The rumour mill. Good mail. The juice. So and so reckons. Don’t tell anyone, but I heard the higher-ups saying.
In conflict, as in football, rumours abound. This does not mean that the rumours are always wrong. In fact, they are often right. The rumours that Gary Ablett Jnr would leave Geelong were correct. As they were with Tom Scully to GWS.
The constant that connects footy and conflict is that old truism that war is long periods of boredom interspersed with moments of sheer terror. In footy we only have two and a bit hours a week for 23 weeks a year when football is actually being played by our team, a few more depending on finals.
That’s a lot of time where we are forced to find ways to involve ourselves in the world of footy without actually watching. Thus we talk about it. And when people talk about something they have an emotional investment in, they lie.
The flow of information in the football world is very similar to that in a military situation. Clubs tightly control who can and can’t know or discuss certain thing. And they also actively spread disinformation, about potential draftees, player contracts, possible selections, injuries, gameplans, everything.
But then of course nothing is hermetically sealed. People talk and leaks occur. So it is that for footy fans and soldiers alike, rumours are what keep us going.
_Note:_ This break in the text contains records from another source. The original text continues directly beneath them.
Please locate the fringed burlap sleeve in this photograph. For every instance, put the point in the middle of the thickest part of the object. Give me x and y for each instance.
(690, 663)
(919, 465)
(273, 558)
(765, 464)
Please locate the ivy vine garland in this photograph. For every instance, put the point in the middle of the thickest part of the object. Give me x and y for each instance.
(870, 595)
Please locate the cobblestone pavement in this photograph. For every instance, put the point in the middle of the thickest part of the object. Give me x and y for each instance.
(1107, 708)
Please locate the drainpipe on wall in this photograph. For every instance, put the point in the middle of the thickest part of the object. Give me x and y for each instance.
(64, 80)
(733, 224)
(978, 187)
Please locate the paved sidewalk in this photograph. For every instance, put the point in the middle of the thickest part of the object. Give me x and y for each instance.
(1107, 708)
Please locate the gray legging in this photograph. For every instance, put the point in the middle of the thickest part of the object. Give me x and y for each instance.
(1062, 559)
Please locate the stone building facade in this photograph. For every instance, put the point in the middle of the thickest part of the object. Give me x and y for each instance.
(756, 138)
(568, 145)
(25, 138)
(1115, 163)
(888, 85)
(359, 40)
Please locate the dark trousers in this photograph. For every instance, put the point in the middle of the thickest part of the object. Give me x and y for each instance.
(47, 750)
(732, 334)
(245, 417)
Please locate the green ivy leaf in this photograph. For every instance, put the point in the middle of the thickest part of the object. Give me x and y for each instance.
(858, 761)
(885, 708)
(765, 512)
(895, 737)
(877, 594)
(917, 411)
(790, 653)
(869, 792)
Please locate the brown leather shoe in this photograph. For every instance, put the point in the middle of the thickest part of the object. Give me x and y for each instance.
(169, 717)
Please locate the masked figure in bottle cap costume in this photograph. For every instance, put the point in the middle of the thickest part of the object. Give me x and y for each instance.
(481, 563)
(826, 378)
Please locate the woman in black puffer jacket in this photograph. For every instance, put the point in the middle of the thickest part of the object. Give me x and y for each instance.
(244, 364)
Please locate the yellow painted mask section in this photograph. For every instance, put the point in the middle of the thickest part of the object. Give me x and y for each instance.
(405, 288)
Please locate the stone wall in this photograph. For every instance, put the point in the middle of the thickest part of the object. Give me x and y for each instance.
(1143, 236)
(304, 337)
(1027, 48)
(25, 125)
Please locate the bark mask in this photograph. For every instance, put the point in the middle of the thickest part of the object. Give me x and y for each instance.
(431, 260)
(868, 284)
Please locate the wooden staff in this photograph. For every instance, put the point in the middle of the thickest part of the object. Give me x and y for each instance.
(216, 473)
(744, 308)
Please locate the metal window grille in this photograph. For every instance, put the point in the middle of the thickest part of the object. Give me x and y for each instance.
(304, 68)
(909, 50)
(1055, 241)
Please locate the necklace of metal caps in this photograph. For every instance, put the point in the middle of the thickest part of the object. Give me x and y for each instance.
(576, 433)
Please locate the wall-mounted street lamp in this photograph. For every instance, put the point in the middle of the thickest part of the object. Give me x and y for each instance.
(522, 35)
There are those who like to take the high moral ground and claim that they don’t do footy rumours. This is of course crap. In many cases rumours are but facts that have yet to be proven.
Who hasn’t walked to a ground and heard information pass like spreading fire through the assembled throng – Player X is a late withdrawal! – and once in the ground anxiously scanned the players warming up for Player X?
That’s a rumour.
There are of course those who engage in rumour spreading so much they become bullshit artists. Their rumours are worthless, and mere objects of derision, much in the same the British public used to listen to Lord Haw Haw simply to listen to his wildly outlandish claims.
The worst rumour is that which surrounds a matter of genuine truth, but where there is still doubt. Australian troops in New Guinea in the dark days of early 1942 were hugely vulnerable to Japanese air attack, as there were no Allied planes in the theatre that could compete with the legendary Japanese Zero.
But the soldiers on the ground knew there were P-40 Kittyhawk fighters that could match the Zeros on the way. They just didn’t know when. So rumours abounded. The Kittyhawks were coming next week. They’d actually been delivered already and were in that shed. Or worse, they’d been shot down on the way over. The soldiers ended calling the Kittyhawks “Tomorrowhawks” and “Neverneverhawks”. Of course the planes did arrive and were warmly welcomed when they did.
Every footy fan has been in the same position with a player with a long term injury, the type were according to “official” injury lists, said player is 4-6 weeks away with a “quad” for the whole season. That is clubs providing fertile ground for rumours.
Soldiers talk to pass the time and distract themselves from the fact that they are in a crappy position.
Footy fans talk about footy to pass the time and distract themselves that often real life isn’t crash hot all the time.
And if sometimes we make up things to make it better, well, where’s the harm in that?